Lawmakers Ponder “Permanent” Unemployment

It is important to understand that many of the policymakers of the day believed depression era unemployment problems were chronic and intractable. They felt that industrialization and technological advances had created permanently high levels of unemployment. There was no longer enough work to go around. The country needed to develop a fair, effective program for work sharing.

Employers, employees, and the Government had been trying to work through this issue for decades with work sharing agreements involving shorter work days or fewer work days per week. The 40-hour workweek was not enough. There was talk of going to 30 hours per week with severe restrictions on overtime. But these work sharing arrangements threatened to pauperize everyone. Every plan forced certain classes of workers to bear an unfair share of the burden.

Let The Old Guys Take The Fall

A decade before, during the roaring twenties, the foundation of America’s “youth culture” had begun to develop in earnest.

Ageism began to permeate American society. Old people were increasingly viewed as tired, out-of-touch, feeble-minded. The world was changing fast, and older people did nothing but complain about it. The future belonged to the young. The old were seen as a burden.

In the end, the easiest solution to chronic unemployment in the economy seemed to be the retirement of all the older workers who could not keep up anyway. It was their civic duty to get out of the way.

The only problem with this whole plan was making sure that pensions would be available. If you force someone to retire at an earlier age, then you had better guarantee he is taken care of.

Older Americans retire in record numbersEmployers had already shown, through their resistance to the Railroad Retirement Act, that they wanted to offer pensions only on their own terms. In the end, The Social Security Act of 1935 provided the necessary guarantees. But it was still primarily economic stimulus legislation. Its main goal was to reduce unemployment by permanently removing the majority of older people from the workforce. And it succeeded.

Middle-aged Workers Get Left In The Cold

Initial legislative proposals suggested that the retirement age be set as high as 70, but New Deal policymakers resisted. They feared congressional and public opposition to such a late retirement age. Serious consideration was even given to setting the cut-off below 65. These proposals were rejected only because of cost concerns.

Many policymakers expected that in the future workers over 55 or 60 would have to be progressively removed from the labor market too. Because the Roosevelt administration was convinced that it could not afford to accomplish this objective immediately, those between 55 and 65 were relegated to obscurity: too old to work and too young to retire. In their struggles against age discrimination, middle aged workers received minimal support.

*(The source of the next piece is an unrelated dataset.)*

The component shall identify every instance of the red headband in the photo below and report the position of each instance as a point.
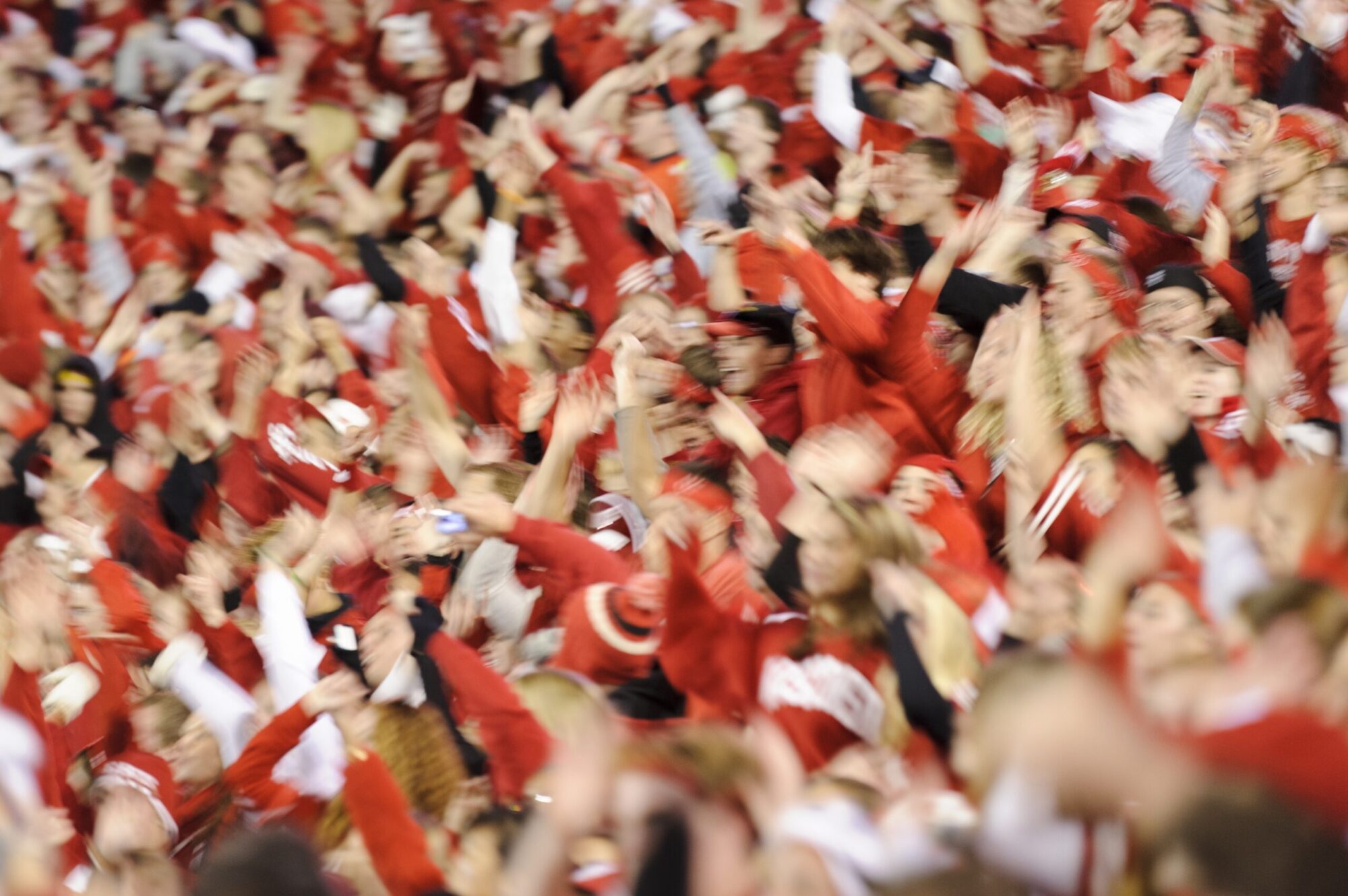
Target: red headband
(1122, 296)
(695, 488)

After the passage of the Social Security Act, older Americans were expected to transition from a productive role in society to a strictly consumer-focused role. They were expected to retire (cease being productive) and to spend their newly acquired retirement benefits to increase consumption in the economy from which they had been dismissed. This new role reinforced the increasingly negative perceptions of older people in America, perpetuated the injustice of forced retirement, and contributed to the growing separation of older Americans from society at large.

Next: Part 4 — 1940 to 1975: The Postwar Era and the Selling of the Myth of Retirement

Note: My primary sources for this series of articles are:

W. Graebner. A History Of Retirement: The Meaning And Function Of An American Institution, 1885 to 1978, New Haven, Connecticut, USA:Yale University Press 1980. 293 pp. ISBN 0-300-03300-1

D. Costa. The Evolution of Retirement: An American Economic History, 1880-1990. Chicago, Illinois USA: University of Chicago Press, 1998. 234 pp. ISBN 978-0-226-11608-2.

The Graebner book is a great read and I highly recommend it to anyone wishing to learn more about this subject. It is 30 years old, but it is still the definitive historical account of Retirement in America. It is currently out of print, but used copies are readily available.

The Costa book is also excellent. It is an economic history and takes a more quantitative approach.